Wednesday, December 3

Knuckleheads


by Joan Holub
illustrated by Michael Slack
Chronicle Books 2008

Oh, I get it. The character's heads are all made from hands. Knuckleheads.

No, wait. I don't get it. Aside from all the obvious punning around -- Thumbelina is really a thumb. Handerella in love with the handsome Finger Prints -- why do this? Remove the gags and what you are left with is a second-rate attempt at retelling fairy tales the way Jon Scieszka did over a decade ago with The Stinky Cheese Man. Hold up, let me look at this again.

Nope, didn't work for me a second time.
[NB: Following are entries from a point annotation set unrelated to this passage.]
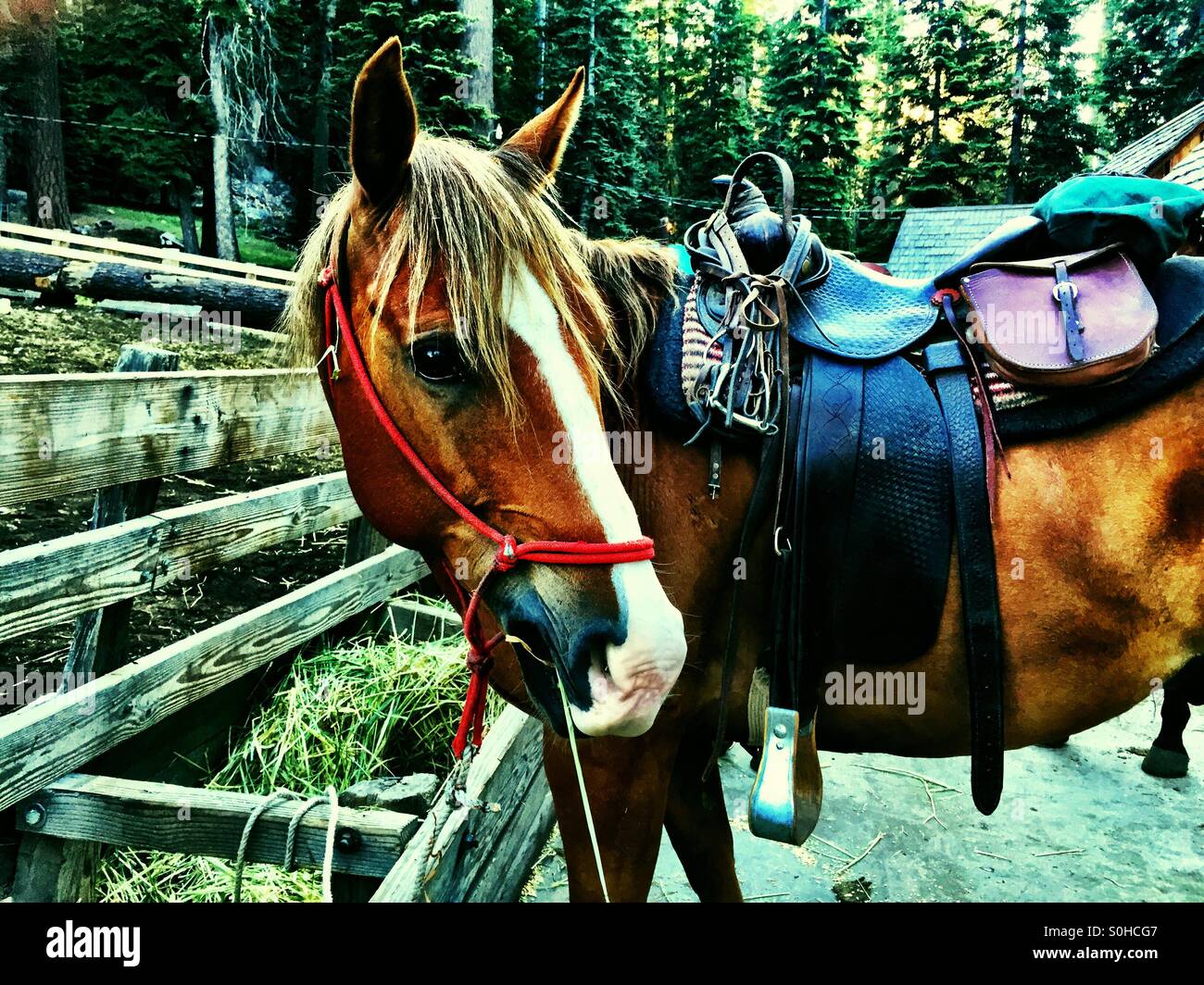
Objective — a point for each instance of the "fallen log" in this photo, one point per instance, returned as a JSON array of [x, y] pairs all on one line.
[[257, 305]]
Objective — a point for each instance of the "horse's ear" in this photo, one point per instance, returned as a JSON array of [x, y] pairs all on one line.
[[384, 125], [546, 136]]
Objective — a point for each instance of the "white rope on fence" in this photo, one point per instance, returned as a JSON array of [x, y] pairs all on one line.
[[282, 796]]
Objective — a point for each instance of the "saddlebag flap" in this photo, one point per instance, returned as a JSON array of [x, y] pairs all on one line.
[[1072, 320]]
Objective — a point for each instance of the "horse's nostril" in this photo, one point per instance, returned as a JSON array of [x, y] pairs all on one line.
[[597, 651]]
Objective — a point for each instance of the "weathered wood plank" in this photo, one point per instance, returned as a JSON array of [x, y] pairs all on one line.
[[196, 821], [76, 431], [44, 583], [420, 621], [55, 735], [70, 271], [160, 256], [507, 773], [99, 641]]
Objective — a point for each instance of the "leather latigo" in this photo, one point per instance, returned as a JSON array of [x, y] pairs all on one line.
[[1085, 318]]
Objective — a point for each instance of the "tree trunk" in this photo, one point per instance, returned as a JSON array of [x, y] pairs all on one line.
[[219, 43], [47, 205], [4, 170], [320, 168], [183, 200], [588, 192], [208, 209], [1018, 106], [541, 40], [478, 46]]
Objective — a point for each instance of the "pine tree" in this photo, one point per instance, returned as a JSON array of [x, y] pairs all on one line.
[[813, 95], [942, 93], [437, 70], [602, 181], [1152, 65], [1055, 136], [714, 118]]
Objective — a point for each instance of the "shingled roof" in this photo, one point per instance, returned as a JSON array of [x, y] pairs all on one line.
[[1143, 155], [1190, 170], [931, 239]]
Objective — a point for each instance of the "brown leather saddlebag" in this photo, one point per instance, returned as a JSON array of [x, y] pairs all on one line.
[[1063, 320]]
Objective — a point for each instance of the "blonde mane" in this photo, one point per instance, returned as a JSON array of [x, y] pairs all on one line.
[[478, 218]]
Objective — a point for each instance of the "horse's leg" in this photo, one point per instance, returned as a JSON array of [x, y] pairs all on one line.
[[1168, 755], [696, 819], [627, 780]]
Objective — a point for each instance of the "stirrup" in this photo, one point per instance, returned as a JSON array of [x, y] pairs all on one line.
[[787, 792]]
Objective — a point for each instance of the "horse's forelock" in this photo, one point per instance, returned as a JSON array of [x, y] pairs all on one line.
[[477, 219]]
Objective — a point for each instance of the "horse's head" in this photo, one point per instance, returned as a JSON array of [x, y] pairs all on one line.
[[489, 343]]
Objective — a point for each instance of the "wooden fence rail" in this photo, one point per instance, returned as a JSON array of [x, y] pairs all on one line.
[[56, 735], [52, 580], [69, 432], [197, 821]]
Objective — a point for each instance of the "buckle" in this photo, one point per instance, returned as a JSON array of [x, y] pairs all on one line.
[[332, 355]]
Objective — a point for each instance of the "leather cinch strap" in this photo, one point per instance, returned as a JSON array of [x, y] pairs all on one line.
[[975, 563], [509, 552]]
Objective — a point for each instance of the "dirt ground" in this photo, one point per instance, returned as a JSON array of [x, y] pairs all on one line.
[[1082, 823], [87, 339]]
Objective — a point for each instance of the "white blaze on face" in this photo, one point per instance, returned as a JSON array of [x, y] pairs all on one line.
[[646, 664]]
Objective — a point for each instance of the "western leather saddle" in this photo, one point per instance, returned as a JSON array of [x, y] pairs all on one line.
[[878, 443]]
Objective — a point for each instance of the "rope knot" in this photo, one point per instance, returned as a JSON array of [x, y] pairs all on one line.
[[480, 660], [507, 554]]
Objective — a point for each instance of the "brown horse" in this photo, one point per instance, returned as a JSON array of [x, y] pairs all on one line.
[[497, 339]]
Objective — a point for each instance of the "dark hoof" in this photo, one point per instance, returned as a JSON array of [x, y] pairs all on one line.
[[1164, 763]]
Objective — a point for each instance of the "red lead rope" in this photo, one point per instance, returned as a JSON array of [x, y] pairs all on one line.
[[509, 552]]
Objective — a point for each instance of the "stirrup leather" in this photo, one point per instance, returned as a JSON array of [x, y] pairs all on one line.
[[787, 792]]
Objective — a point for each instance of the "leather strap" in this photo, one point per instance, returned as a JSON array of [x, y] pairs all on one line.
[[787, 188], [975, 563], [1067, 294]]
Or a third.

I think the problem is that it's trying too hard to be clever when it should be focusing that attention on making all that cleverness entertaining. If you want to use puns and wordplay to tell a story you can't neglect the fact that you still have a story to tell. Merely hanging verbal gymnastics on truly tired fairy tales isn't enough(and, really, at this point kids probably know more about classic fairy tales then have actually read the originals), you need to apply that same creativity to the stories themselves.

The reason The Stinky Cheese Man works is because it is a reinvention of the story. You could make an entire collection of fairy tale updates using pigs and call it "The Gingerbread Ham and Other Curly Tails" and it might appear clever (Huh, I just made that up! That was easy! I should write a children's book!) but if it's just the original story in a pig suit, well, what's the point? You see what I'm saying?
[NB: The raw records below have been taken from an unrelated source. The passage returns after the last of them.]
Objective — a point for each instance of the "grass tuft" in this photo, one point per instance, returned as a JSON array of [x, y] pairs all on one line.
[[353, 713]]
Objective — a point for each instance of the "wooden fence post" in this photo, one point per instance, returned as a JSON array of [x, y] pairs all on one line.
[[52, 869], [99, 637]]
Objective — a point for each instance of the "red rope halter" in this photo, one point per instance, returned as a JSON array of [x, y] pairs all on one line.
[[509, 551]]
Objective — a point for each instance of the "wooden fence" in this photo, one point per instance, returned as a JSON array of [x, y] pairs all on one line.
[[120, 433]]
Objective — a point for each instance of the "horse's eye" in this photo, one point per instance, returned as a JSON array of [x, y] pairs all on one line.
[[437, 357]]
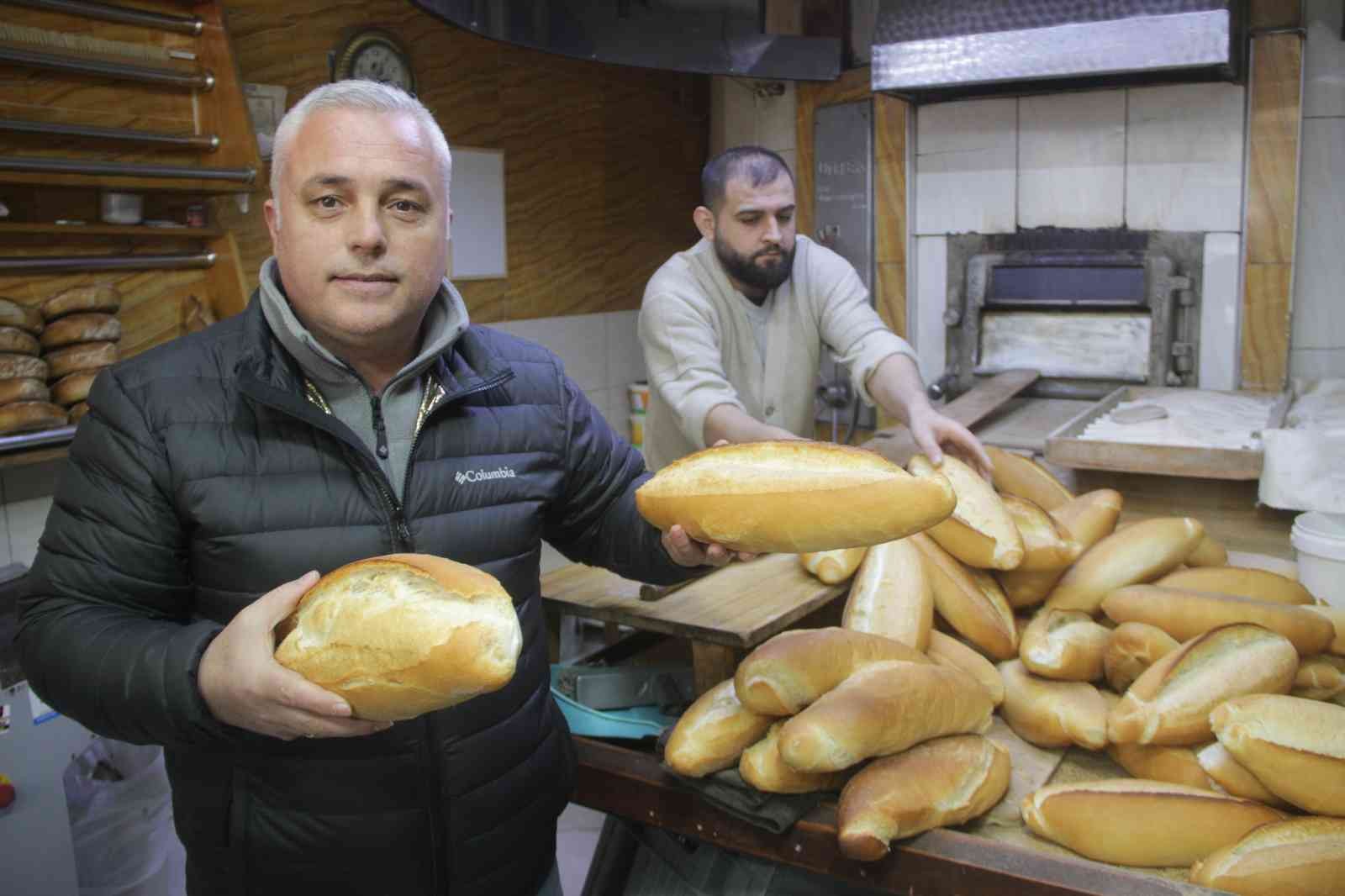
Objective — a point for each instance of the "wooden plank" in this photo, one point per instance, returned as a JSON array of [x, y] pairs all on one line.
[[739, 606], [939, 862]]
Yes, Knuckleheads is chock full of cleverness, probably more cleverness per page than any number of books out there right now. It just doesn't entertain as a collection of stories. If this had been a collection of illustrated puns that were thematically linked I wouldn't have any qualms. It's the unnecessary layer of fairy tales forced to lend some legitimacy to the proceedings that doesn't work.
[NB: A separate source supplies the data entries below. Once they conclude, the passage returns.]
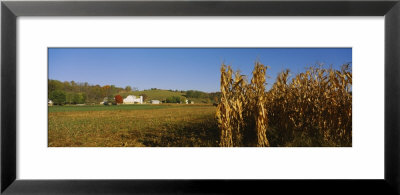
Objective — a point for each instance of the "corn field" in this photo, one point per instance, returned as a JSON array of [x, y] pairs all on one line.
[[312, 108]]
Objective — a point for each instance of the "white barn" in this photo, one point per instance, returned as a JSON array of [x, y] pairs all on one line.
[[131, 99]]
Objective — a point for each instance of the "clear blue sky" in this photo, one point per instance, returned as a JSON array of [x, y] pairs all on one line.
[[180, 68]]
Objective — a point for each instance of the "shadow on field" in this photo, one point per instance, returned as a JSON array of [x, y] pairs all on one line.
[[203, 134]]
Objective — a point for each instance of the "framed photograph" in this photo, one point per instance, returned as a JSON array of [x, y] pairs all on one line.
[[205, 97]]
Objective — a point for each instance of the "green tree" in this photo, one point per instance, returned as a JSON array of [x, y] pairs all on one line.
[[144, 96]]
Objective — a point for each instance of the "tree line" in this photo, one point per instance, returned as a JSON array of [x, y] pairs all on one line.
[[71, 92]]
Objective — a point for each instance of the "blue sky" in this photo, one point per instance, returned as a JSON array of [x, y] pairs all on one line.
[[180, 68]]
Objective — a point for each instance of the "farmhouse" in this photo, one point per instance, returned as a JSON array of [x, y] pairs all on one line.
[[131, 99], [155, 101]]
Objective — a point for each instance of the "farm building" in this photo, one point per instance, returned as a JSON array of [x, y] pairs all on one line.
[[155, 101], [131, 99]]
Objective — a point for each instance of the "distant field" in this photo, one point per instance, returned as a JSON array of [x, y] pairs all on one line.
[[133, 125], [118, 107]]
Listen, kids don't always need a story. Sometimes they like jokes and wordplay for their own sake. When they go to the park and play they don't always need rules, or have to have elaborate equipment to have fun. Sometimes they play for the sake of playing. What's wrong with that in picture books every now and then?

2 comments:

Douglas Florian said...

I guess you'll have to give this one a thumbs down

david elzey said...

I'll have to hand it to you, I hadn't considered the possibilities of using it's own punnery against it. A thumb down isn't quite strong enough, but I wouldn't give it the finger.